Nach über 20 Jahren an der Spitze des Bundesverbands des Deutschen Getränkefachgroßhandels verabschiedet sich Günther Guder in den Ruhestand und übergibt die Führung an seinen Nachfolger Dirk Reinsberg. Getränke News sprach mit beiden über die Zukunft der Branche.

 

Getränke News: Herr Guder, Sie stehen seit beinahe 23 Jahren an der Spitze des Verbands. Worauf sind Sie rückblickend besonders stolz?

Guder: Wir haben zum Beispiel sehr früh die verschiedenen Landesverbände zu einem gemeinsamen Bundesverband fusioniert. Das war ein sowohl wichtiger wie richtiger Schritt zur rechten Zeit. Die alten Strukturen entsprachen nicht mehr den Anforderungen des immer intensiver werdenden Wettbewerbs. Zudem gab es immer mehr bundesweit relevante Themen, die dann auch an zentraler Stelle diskutiert und bearbeitet werden sollten.

Getränke News: Wie lange zog sich dieser Prozess hin?

Guder: Die Diskussionen begannen 1996 – und der letzte Fusionsvertrag wurde 2004 unterschrieben. Bei der Zusammenführung entschied man sich für ein Führungsmodell mit einem Hauptamtlichen an der Spitze. Der kann nicht nur frei von äußeren Einflüssen entscheiden, sondern auch schneller, als wenn er sich zuvor mit einem Präsidium oder Ausschüssen abstimmen müsste. Unsere Mitglieder werden stattdessen über den Beirat in Entscheidungen einbezogen. Das bedeutet weniger Bürokratie und kürzere Reaktionszeiten.

Getränke News: Herr Reinsberg, kann man die Erfahrung aus so vielen Jahren der Verbandsarbeit überhaupt aufholen?

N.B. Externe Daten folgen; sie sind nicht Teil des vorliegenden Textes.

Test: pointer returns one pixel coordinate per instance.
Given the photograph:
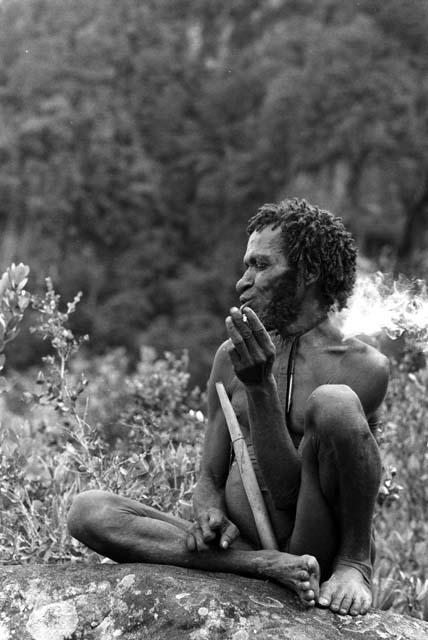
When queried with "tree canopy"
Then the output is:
(136, 139)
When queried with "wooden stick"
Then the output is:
(248, 476)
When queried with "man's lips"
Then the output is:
(245, 302)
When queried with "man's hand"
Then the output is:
(253, 352)
(211, 528)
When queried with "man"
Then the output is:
(306, 400)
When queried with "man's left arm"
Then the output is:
(252, 353)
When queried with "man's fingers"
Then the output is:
(207, 533)
(195, 541)
(215, 519)
(230, 534)
(191, 542)
(237, 339)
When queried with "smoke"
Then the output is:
(381, 304)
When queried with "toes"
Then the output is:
(356, 607)
(326, 595)
(365, 606)
(336, 601)
(314, 574)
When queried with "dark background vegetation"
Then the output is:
(136, 139)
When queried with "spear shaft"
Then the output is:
(248, 476)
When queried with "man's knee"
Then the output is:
(334, 408)
(89, 512)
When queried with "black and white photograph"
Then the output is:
(213, 319)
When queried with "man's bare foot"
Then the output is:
(299, 573)
(346, 592)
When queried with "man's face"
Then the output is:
(269, 284)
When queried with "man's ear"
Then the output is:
(309, 275)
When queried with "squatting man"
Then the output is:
(307, 401)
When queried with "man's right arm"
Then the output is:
(212, 525)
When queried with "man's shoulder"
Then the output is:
(367, 370)
(367, 357)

Reinsberg: Das geht sicherlich nicht von heute auf morgen. Aber wenn ich im Februar 2019 die Aufgaben von Herrn Guder übernehme, werden bereits anderthalb Jahre „Lehrzeit“ hinter mir liegen. Ich habe ja schon 2017 als Justiziar beim Bundesverband begonnen und verstehe durch die Unterstützung von Günther Guder die Branche immer besser. Ich bin ja auch nicht ganz neu in der Branche, wenn ich auch die Dinge zuvor von der anderen Seite des Tischs her betrachtet habe – anfangs, Ende der 1990er Jahre, als Vertriebsjurist bei Jever, zuletzt als Leiter des Vertriebssupports Gastronomie bei der Radeberger Gruppe.

Guder: Das rechne ich meinem Beirat auch hoch an, dass man uns eine so lange Zeit für die Einarbeitung gegeben hat. Das wird sich für die künftige Arbeit natürlich auszahlen. Es ist zudem gut zu wissen, dass ich meine Aufgaben, die ich mit viel Herzblut erledigt habe, in Ruhe in gute Hände übergeben kann.

Getränke News: Ich würde vor dem Ausblick in die Zukunft gerne noch einmal auf die Höhepunkte der letzten Jahre zurückkommen …

Guder: Ein großes Thema waren natürlich immer wieder Fragen rund um die Gebinde. Dass wir das schon in der Zeit von Bundesumweltminister Klaus Töpfer als Sanktionsinstrument eingeführte gesetzliche Pflichtpfand gegen erhebliche Widerstände durchsetzen konnten, macht mich schon stolz. Oder die Einführung der Bepfandung von Fässern, die wir zusammen mit den Verbänden der Brauer erreicht haben, wodurch die Warenströme viel besser gelenkt werden können.

2011 dann haben wir die Beschlussfassung zur europäischen Abfallhierarchie erfolgreich begleiten können, deren Grundsatz „Vermeidung vor Verwertung“ lautet und noch heute gilt. Egal wie gut Einweg recycelt wird: Es bleibt ein Abfallverwertungskreislauf, während es sich bei Mehrweg um einen Abfallvermeidungskreislauf handelt.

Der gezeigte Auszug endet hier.